On the other hand, the president of Madrid region, Isabel Díaz Ayuso, was again back in the centre of controversy with statements made moments before the start of the demonstration on the role of King Felipe VI in the pardons. Ayuso, in an attempt to accuse the president of the Spanish government, Pedro Sánchez, of turning the king into an "accomplice" of the pardons, ended up directly questioning Felipe VI, wondering whether he would sign them and taking it for granted that he could oppose them: "What will the king of Spain do from now on? Will he sign the pardons? Will they make him complicit in this?".

What looks like a new improvisation by the Madrid president in reality is the position held by the PP. Sources in the party leadership already pointed out days ago that Sanchez "would have to be responsible" and not put the king in the position of having to sign the pardons when they are approved by the council of ministers. The Constitution, however, does not give the king the ability to decide what laws and decisions to sign. According to the Constitution, the responsibility of the head of state is to sanction laws. This also applies to pardons. In a constitutional monarchy, the responsibility to sign laws and pardons is a formal, symbolic attribution.

The words of the president of Madrid were criticised especially by Ciudadanos. Some leaders described Isabel Díaz Ayuso's words on the king as "madness" and "populism".

"It is a betrayal of Spain, pardons are for the bulls"

It's twelve noon, the thermometer is over 30 degrees and the sun threatens to cause heat strokes, but demonstrators endure stoically waiting for the speeches to begin.
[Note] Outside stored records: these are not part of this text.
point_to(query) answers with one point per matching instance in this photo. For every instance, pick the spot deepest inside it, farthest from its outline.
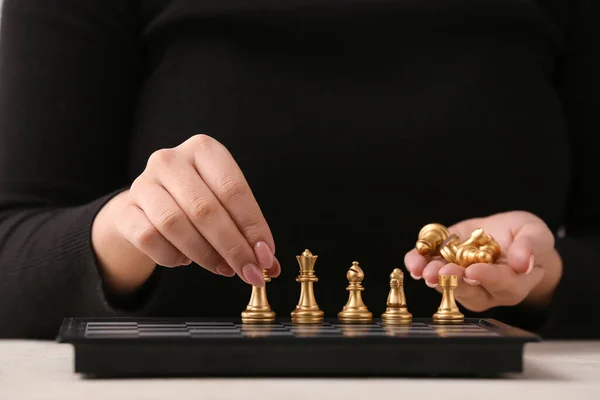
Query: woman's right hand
(192, 203)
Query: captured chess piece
(431, 238)
(479, 248)
(396, 311)
(355, 309)
(307, 311)
(448, 312)
(258, 309)
(449, 248)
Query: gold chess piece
(355, 309)
(307, 311)
(431, 238)
(479, 248)
(449, 248)
(448, 312)
(258, 309)
(396, 311)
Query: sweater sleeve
(69, 74)
(573, 313)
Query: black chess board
(201, 347)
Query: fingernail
(225, 270)
(264, 255)
(253, 275)
(472, 281)
(415, 277)
(531, 262)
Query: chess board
(200, 347)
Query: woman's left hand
(527, 271)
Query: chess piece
(479, 248)
(449, 248)
(396, 311)
(355, 310)
(431, 237)
(258, 309)
(448, 312)
(307, 311)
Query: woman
(157, 155)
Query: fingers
(172, 222)
(135, 227)
(415, 263)
(502, 283)
(211, 220)
(431, 272)
(533, 239)
(220, 172)
(469, 293)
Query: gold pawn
(448, 312)
(479, 248)
(258, 309)
(355, 309)
(449, 248)
(307, 310)
(431, 236)
(396, 311)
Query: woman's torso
(356, 123)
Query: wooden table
(553, 370)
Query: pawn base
(257, 316)
(355, 316)
(396, 316)
(448, 317)
(300, 316)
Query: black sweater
(355, 122)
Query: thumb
(531, 240)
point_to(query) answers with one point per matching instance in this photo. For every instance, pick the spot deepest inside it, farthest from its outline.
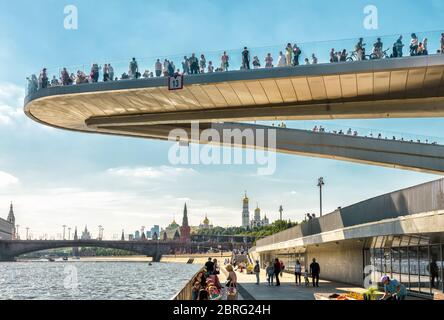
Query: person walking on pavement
(270, 273)
(257, 272)
(277, 271)
(298, 272)
(315, 270)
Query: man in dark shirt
(315, 270)
(277, 271)
(209, 266)
(246, 59)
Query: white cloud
(11, 101)
(7, 179)
(149, 172)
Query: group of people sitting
(206, 284)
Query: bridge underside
(11, 249)
(410, 87)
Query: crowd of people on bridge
(289, 57)
(355, 133)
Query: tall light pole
(321, 183)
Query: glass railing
(310, 52)
(372, 133)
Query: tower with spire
(246, 212)
(11, 220)
(185, 230)
(75, 250)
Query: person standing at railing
(202, 63)
(185, 65)
(194, 64)
(66, 79)
(360, 50)
(133, 69)
(95, 73)
(106, 73)
(43, 79)
(296, 54)
(33, 84)
(314, 59)
(397, 48)
(111, 72)
(269, 61)
(414, 45)
(225, 61)
(425, 45)
(332, 55)
(442, 43)
(246, 59)
(158, 68)
(256, 63)
(289, 54)
(210, 67)
(377, 49)
(54, 82)
(282, 61)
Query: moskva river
(79, 280)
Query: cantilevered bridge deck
(409, 87)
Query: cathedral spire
(11, 217)
(185, 217)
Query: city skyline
(60, 178)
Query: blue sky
(56, 177)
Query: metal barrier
(186, 293)
(426, 197)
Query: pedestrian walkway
(288, 289)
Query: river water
(79, 280)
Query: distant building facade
(246, 212)
(155, 230)
(7, 227)
(206, 224)
(185, 230)
(258, 222)
(86, 235)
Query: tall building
(86, 235)
(206, 224)
(7, 227)
(185, 230)
(155, 230)
(246, 212)
(75, 250)
(258, 221)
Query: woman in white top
(298, 272)
(269, 61)
(282, 62)
(210, 67)
(414, 45)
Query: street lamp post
(321, 183)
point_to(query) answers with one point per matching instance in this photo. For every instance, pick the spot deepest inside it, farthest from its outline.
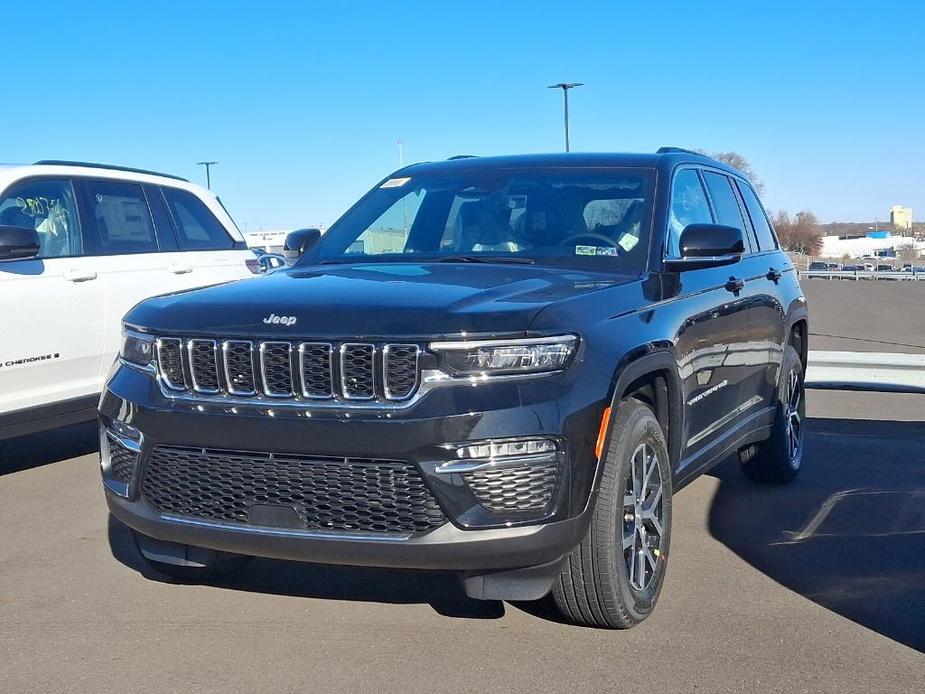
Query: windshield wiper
(486, 259)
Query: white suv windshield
(587, 217)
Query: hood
(371, 301)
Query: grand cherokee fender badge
(273, 319)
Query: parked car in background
(500, 367)
(80, 244)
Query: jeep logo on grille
(273, 319)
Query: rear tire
(185, 563)
(613, 577)
(779, 459)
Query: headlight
(499, 357)
(137, 348)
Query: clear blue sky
(302, 103)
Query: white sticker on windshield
(595, 250)
(395, 183)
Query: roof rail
(679, 150)
(108, 167)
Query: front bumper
(471, 540)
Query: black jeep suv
(502, 367)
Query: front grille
(121, 462)
(347, 494)
(524, 488)
(279, 369)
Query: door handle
(79, 275)
(735, 284)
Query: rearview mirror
(18, 242)
(299, 241)
(707, 245)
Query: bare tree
(800, 234)
(737, 161)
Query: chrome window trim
(385, 369)
(305, 393)
(162, 377)
(229, 382)
(372, 368)
(263, 369)
(190, 345)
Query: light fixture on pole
(565, 86)
(208, 165)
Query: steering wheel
(590, 236)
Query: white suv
(80, 244)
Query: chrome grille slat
(203, 361)
(399, 370)
(316, 368)
(170, 363)
(279, 370)
(357, 370)
(240, 378)
(276, 369)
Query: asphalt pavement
(815, 587)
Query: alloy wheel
(643, 515)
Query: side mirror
(18, 242)
(299, 241)
(707, 245)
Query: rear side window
(119, 218)
(197, 228)
(688, 206)
(48, 206)
(763, 232)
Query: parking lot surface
(817, 587)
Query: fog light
(506, 449)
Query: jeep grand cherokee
(502, 367)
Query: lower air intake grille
(526, 488)
(121, 462)
(352, 494)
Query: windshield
(586, 217)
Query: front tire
(779, 459)
(613, 577)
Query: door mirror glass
(707, 245)
(299, 241)
(18, 242)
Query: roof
(666, 156)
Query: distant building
(901, 217)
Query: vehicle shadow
(441, 591)
(849, 534)
(46, 447)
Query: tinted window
(48, 207)
(197, 227)
(569, 217)
(688, 206)
(766, 240)
(724, 200)
(119, 218)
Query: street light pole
(208, 165)
(565, 86)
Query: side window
(688, 206)
(389, 233)
(766, 240)
(197, 228)
(725, 202)
(46, 205)
(119, 218)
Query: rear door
(120, 233)
(51, 306)
(206, 253)
(711, 340)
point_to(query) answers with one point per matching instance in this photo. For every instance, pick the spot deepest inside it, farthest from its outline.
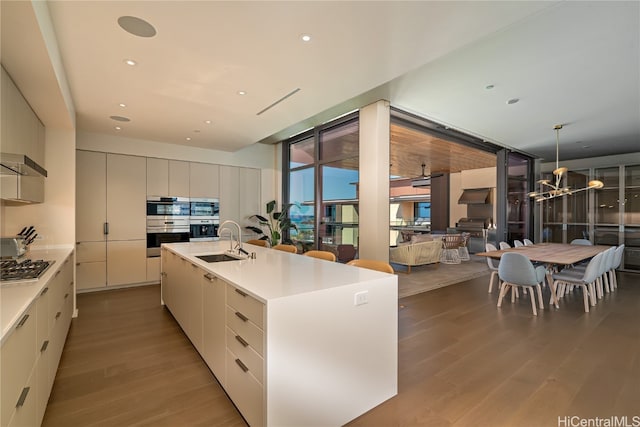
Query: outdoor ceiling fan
(423, 180)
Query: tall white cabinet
(111, 219)
(239, 194)
(169, 178)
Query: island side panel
(329, 360)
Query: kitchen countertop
(16, 298)
(274, 274)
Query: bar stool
(450, 246)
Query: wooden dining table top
(552, 253)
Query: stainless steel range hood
(21, 179)
(475, 196)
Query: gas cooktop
(23, 270)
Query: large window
(323, 185)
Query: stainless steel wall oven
(167, 222)
(204, 219)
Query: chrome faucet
(239, 244)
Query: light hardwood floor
(462, 362)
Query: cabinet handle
(242, 341)
(22, 321)
(242, 365)
(23, 396)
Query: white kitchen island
(294, 340)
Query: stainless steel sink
(217, 258)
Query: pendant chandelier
(551, 190)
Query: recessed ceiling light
(136, 26)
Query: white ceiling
(576, 63)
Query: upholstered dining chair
(515, 270)
(258, 242)
(285, 248)
(493, 266)
(584, 242)
(585, 279)
(326, 255)
(504, 245)
(372, 264)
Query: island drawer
(243, 351)
(246, 304)
(245, 391)
(245, 328)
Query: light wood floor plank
(462, 362)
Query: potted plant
(275, 225)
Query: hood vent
(19, 164)
(479, 196)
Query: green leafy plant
(275, 225)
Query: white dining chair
(617, 260)
(515, 270)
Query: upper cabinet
(21, 130)
(167, 178)
(204, 180)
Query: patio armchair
(414, 254)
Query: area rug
(429, 277)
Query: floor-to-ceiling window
(323, 185)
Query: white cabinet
(214, 325)
(31, 354)
(126, 262)
(245, 359)
(110, 219)
(167, 178)
(126, 197)
(239, 194)
(21, 130)
(204, 180)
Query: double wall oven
(204, 219)
(167, 222)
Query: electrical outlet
(361, 297)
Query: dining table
(552, 255)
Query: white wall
(261, 156)
(54, 219)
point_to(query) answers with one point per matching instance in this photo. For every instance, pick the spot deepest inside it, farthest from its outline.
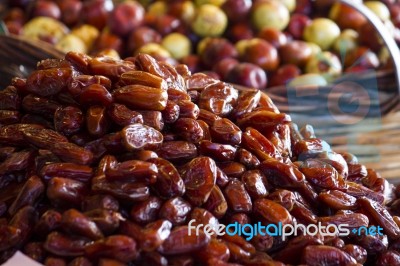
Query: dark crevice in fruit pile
(106, 162)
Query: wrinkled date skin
(108, 162)
(199, 176)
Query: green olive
(346, 42)
(290, 4)
(178, 45)
(310, 79)
(211, 2)
(379, 8)
(70, 43)
(271, 14)
(209, 21)
(322, 31)
(158, 8)
(315, 49)
(45, 27)
(154, 49)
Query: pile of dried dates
(116, 162)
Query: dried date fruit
(218, 98)
(106, 220)
(73, 171)
(219, 152)
(216, 203)
(182, 240)
(65, 191)
(153, 119)
(132, 171)
(48, 82)
(189, 129)
(381, 216)
(188, 109)
(119, 247)
(171, 112)
(247, 102)
(9, 117)
(226, 132)
(123, 116)
(13, 134)
(97, 123)
(28, 195)
(339, 200)
(314, 255)
(175, 210)
(141, 97)
(151, 236)
(169, 182)
(43, 138)
(237, 197)
(65, 245)
(322, 175)
(177, 151)
(68, 120)
(271, 211)
(75, 222)
(135, 191)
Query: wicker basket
(358, 113)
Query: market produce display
(115, 162)
(259, 44)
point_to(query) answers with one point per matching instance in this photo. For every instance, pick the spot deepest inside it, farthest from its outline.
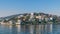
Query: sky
(11, 7)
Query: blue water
(30, 29)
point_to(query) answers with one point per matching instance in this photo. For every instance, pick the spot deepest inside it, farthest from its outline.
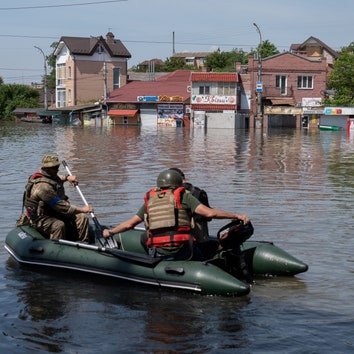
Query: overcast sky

Anything for the unity of Spain. "I want Mr. Pedro to leave at once. He does not defend Spain. It's a government that defends separatism and terrorists. In Spain we do not want it, this," says the Evangelina, a lady who is attending the rally - despite the heat - with a Vox winter scarf.

The event starts late because the generator has broken down and the public address system does not work. The politicians are arriving. The ex MP Cayetana Álvarez de Toledo attends accompanied by writer Mario Vargas Llosa. Some of the demonstrators wanted to take photos with the two of them and for a long time they are unable to move forward. Everyone seems to have forgotten that there is a pandemic and that a safe distance still has to be kept. "We have to protest against pardons granted generously and without any justification," says the Nobel Prize winner for literature.

Outside Plaza Colón, hundreds of people seek refuge in the shade. A family with two small children in their Sunday best is waiting for the speeches to begin. The little boy, 4 or 5 years old, looks like he doesn't understand anything and asks his mother what they are doing there: "We are here to criticise Pedro Sánchez, who does a lot of bad things", is the answer. The child doesn't know what to say and starts playing with a Spanish flag he has brought with him.

Next to him, a man waits while he debates about the pardons: "It's a betrayal in Spain. Pardons are for the bulls. Enough of this nonsense with these Catalan sons of bitches".